1 Introduction
Individual assignment to species or population of origin is an important task in systematics (e.g., [1,2]), conservation biology (e.g., [3]), and ecology (e.g., [4,5]). Recent studies have shown that individual assignments based on morphological characters alone often underestimate the existing biodiversity (e.g., [6]). Therefore, molecular techniques are often necessary for accurately determining species and population of origin. However, these methods require specific skills and resources that are often not available to ecologists or wildlife managers working in the field. Furthermore, molecular methods may be difficult to perform when the quality of preservation of genetic material varies, such as in the case of museum specimens, and may also fail to recognize significant components of biodiversity (e.g., [7,8 and references therein]). Therefore, while the use of morphological characters to assign individuals to species or populations was a common practice before the use of molecular techniques, this approach still offers a great advantage if at least a few distinct characters or measurements could be used to determine the origin of individuals, especially when alternative molecular methods are unavailable.

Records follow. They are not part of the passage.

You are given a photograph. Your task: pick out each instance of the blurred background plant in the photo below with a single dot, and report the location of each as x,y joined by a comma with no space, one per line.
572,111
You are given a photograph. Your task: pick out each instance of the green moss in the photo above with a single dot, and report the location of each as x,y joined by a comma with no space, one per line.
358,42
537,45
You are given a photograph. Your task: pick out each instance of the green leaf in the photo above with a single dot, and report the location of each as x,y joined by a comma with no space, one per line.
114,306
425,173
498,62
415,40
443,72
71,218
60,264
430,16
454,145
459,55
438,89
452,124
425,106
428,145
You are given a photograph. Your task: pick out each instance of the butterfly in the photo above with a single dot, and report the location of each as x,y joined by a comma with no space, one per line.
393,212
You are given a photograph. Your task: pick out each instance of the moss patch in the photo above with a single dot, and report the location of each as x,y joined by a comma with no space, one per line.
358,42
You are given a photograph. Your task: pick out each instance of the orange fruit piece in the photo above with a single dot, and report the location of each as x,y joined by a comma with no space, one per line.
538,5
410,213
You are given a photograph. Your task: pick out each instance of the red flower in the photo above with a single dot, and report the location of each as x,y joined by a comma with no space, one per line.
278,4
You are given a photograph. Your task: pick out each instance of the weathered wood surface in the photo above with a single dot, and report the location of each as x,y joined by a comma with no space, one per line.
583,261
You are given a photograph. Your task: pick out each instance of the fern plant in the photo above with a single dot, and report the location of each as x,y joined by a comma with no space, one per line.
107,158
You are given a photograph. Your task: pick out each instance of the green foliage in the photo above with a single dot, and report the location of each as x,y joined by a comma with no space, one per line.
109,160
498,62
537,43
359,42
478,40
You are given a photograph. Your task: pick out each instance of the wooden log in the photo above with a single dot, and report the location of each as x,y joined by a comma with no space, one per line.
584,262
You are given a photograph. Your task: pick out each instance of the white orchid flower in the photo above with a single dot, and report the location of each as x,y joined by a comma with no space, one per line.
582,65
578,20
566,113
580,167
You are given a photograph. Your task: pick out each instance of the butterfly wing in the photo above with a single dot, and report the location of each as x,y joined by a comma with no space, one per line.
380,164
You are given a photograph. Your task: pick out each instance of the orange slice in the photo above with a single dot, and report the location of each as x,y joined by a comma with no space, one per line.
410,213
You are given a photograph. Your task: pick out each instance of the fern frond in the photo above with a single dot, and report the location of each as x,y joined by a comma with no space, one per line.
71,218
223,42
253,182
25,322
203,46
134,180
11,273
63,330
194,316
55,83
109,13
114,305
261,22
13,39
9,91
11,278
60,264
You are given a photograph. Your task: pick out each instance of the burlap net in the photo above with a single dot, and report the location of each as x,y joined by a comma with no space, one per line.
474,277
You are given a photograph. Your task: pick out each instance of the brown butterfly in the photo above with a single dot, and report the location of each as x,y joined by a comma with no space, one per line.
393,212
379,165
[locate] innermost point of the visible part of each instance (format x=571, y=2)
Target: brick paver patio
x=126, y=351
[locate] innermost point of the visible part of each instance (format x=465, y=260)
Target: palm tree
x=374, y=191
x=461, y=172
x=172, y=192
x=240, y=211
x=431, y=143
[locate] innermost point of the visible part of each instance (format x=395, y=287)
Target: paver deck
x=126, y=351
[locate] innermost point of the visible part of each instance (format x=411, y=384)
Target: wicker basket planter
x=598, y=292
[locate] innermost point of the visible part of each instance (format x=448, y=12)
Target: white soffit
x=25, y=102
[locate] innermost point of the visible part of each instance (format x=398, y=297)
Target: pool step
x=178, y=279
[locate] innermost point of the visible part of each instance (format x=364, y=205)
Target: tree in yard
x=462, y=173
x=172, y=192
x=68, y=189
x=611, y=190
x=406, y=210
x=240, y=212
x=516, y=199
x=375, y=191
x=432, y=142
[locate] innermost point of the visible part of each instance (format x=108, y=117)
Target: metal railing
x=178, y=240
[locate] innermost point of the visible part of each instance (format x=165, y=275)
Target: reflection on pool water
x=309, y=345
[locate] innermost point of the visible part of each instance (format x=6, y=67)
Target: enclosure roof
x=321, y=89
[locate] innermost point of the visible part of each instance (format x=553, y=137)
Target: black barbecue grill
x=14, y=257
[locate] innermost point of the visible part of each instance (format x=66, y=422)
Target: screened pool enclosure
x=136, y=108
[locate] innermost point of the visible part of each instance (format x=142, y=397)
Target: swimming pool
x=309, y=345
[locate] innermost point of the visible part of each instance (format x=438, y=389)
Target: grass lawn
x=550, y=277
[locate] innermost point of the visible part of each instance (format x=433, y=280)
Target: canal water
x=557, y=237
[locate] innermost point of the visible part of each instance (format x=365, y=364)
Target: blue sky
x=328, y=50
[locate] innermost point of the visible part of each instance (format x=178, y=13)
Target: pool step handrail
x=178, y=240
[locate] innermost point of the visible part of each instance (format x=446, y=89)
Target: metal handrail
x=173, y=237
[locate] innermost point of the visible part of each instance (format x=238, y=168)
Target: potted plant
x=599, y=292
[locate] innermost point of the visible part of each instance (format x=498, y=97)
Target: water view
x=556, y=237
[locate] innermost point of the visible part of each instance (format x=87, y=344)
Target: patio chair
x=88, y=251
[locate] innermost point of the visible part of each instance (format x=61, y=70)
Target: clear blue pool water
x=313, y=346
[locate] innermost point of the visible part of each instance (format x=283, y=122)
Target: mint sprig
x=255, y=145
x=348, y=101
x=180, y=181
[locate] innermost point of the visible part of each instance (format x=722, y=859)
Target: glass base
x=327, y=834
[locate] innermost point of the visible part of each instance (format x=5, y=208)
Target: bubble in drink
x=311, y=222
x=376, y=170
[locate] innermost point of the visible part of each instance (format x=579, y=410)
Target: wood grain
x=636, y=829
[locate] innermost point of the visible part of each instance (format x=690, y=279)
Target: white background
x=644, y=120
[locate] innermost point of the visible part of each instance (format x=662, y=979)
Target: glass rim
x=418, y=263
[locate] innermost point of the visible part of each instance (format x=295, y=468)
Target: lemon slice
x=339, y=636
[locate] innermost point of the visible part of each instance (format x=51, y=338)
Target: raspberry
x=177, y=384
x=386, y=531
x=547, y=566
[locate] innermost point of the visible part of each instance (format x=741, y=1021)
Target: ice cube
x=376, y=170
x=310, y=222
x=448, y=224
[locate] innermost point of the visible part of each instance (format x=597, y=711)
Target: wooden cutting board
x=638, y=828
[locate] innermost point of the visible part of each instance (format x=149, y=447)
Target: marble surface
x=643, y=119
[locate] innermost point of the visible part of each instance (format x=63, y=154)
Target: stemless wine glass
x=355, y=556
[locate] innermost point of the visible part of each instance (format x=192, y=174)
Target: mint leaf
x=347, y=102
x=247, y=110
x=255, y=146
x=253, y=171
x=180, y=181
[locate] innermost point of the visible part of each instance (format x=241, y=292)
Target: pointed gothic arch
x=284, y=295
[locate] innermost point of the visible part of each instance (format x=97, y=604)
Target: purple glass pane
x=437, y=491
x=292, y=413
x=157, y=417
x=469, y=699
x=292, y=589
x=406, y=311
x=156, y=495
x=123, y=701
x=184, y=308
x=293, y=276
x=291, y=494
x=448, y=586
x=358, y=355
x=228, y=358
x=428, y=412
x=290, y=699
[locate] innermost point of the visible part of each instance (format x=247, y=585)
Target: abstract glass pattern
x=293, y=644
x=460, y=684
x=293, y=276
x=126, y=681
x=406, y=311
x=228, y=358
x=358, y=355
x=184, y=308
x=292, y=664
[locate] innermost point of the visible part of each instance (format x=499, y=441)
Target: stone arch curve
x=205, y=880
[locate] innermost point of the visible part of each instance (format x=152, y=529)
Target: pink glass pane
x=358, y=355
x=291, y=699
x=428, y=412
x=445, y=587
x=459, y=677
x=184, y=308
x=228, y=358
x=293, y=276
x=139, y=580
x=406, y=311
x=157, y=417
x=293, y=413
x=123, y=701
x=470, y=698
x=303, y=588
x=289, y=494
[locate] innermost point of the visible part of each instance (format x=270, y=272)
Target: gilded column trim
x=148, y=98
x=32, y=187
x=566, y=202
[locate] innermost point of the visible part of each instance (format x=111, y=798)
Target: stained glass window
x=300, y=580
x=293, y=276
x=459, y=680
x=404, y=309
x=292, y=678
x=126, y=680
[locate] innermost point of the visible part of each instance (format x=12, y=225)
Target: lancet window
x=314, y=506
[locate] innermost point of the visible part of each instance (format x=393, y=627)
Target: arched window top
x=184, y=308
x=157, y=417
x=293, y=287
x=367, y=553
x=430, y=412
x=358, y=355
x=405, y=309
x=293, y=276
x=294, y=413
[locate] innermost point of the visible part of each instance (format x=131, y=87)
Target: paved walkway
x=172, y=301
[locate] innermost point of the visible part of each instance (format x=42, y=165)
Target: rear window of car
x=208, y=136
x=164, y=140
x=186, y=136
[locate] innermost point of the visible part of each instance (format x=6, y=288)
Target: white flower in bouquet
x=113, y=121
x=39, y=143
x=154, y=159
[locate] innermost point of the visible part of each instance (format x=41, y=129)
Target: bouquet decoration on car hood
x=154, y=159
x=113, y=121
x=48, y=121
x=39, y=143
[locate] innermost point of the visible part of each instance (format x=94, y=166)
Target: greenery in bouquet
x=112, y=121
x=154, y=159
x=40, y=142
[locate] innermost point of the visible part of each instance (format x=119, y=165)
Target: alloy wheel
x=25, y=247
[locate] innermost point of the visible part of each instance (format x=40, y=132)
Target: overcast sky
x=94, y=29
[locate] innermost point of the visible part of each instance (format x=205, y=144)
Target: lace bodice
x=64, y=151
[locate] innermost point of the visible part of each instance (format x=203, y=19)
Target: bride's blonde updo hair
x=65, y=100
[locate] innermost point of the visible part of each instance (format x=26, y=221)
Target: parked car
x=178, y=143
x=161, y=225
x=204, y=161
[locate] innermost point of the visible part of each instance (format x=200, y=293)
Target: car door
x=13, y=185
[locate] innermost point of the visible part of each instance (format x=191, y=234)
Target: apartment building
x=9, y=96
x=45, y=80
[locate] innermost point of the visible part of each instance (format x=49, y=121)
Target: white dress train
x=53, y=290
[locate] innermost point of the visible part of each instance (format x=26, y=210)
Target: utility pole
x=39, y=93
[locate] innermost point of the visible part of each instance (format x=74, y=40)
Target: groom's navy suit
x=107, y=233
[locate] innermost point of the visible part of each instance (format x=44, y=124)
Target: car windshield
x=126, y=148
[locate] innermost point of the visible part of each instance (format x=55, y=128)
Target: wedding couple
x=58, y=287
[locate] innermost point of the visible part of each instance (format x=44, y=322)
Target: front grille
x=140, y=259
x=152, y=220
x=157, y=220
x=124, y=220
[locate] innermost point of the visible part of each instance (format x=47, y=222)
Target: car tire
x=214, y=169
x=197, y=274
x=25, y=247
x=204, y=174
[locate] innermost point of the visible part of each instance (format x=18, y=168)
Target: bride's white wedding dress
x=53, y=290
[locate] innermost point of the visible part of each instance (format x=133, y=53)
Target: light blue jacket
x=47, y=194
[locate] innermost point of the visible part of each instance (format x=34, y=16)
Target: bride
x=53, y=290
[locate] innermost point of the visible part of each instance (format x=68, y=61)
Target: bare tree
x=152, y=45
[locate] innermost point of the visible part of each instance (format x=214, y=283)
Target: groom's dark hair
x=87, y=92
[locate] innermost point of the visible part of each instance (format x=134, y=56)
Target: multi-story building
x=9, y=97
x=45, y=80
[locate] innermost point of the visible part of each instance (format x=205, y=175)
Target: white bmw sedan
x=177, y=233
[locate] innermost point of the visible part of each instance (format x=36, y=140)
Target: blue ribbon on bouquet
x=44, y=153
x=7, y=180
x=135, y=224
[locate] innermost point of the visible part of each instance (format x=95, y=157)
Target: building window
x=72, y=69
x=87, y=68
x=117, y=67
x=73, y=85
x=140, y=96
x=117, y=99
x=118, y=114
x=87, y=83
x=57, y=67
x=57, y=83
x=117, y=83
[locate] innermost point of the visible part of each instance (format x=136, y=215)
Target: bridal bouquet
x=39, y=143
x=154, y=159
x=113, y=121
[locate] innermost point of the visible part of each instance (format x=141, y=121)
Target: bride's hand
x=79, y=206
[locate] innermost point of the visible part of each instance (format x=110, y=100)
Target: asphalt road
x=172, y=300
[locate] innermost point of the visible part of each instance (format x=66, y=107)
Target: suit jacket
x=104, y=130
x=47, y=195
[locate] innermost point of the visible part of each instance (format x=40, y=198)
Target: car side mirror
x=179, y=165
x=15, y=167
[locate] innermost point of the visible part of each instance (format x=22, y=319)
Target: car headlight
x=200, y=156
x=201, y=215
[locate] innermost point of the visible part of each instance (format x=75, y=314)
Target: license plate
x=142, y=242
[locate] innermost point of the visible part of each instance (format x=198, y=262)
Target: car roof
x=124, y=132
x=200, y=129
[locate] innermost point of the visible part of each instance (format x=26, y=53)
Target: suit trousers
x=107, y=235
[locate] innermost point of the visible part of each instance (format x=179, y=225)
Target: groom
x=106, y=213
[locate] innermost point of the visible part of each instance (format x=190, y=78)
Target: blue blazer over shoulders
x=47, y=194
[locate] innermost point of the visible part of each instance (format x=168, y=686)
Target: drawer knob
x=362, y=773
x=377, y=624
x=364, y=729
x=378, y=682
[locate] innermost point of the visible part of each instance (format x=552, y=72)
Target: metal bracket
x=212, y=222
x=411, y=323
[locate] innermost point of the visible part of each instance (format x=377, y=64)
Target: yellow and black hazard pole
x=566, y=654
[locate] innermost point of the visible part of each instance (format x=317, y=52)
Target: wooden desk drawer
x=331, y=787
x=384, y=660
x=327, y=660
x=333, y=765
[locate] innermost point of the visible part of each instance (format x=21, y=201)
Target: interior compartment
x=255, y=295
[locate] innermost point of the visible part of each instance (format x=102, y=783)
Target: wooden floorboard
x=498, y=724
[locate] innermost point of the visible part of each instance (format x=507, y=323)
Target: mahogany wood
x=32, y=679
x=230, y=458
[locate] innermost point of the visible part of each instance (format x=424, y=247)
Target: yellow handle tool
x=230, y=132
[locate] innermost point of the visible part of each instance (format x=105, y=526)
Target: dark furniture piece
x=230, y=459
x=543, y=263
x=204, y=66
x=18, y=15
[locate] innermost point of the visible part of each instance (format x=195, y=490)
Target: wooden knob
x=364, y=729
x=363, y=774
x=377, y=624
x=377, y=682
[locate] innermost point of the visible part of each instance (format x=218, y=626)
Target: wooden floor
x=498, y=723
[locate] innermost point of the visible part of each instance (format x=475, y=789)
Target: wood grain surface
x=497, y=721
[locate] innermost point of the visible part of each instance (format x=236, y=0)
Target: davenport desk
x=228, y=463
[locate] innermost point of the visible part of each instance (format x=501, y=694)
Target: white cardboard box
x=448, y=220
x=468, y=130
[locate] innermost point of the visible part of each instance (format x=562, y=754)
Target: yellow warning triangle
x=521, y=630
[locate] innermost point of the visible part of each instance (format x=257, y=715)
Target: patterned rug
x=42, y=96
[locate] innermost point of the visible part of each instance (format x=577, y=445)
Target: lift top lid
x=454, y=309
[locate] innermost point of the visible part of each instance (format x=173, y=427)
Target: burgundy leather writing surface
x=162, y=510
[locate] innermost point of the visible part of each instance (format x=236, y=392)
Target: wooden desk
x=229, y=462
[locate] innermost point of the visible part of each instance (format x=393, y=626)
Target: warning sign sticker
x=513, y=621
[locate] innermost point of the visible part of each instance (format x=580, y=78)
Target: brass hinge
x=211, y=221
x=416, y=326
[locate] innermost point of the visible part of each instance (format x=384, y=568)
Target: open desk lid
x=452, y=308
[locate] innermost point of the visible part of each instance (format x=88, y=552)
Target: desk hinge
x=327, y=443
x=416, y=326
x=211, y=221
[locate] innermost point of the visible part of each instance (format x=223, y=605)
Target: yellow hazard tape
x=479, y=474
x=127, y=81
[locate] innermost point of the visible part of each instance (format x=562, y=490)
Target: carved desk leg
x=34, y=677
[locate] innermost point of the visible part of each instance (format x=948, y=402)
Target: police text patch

In addition, when applied to large museum collections, morphological methods can be useful to pinpoint individuals of interest, such as a potential representative of a cryptic lineage, to be further investigated using molecular methods. However, before morphological characters and assignment methods could be accurately applied, their validity and sensitivity to error need to be assessed. This is especially important when the number of shape variables is larger than the sample size, because assignment to groups both depends on the distinctiveness between groups and on the sample size itself.
In this study, we use geometric morphometric methods and a cross-validation calculation to evaluate the robustness of the morphometric assignment of individuals that were previously genotyped, and therefore of known origin, to two distinct tortoise lineages [9]. As it is often the case for field sampling studies, especially on endangered organisms, our dataset consisted of more variables (in this case three-dimensional landmark coordinates) than individuals. We here present a protocol to select the optimal number of shape variables when the reference sample is small and individual assignment is to be achieved. The setting used in this study also allows us to estimate the effect of sex as a confounding variable on taxonomic group assignment after taking into account allometries.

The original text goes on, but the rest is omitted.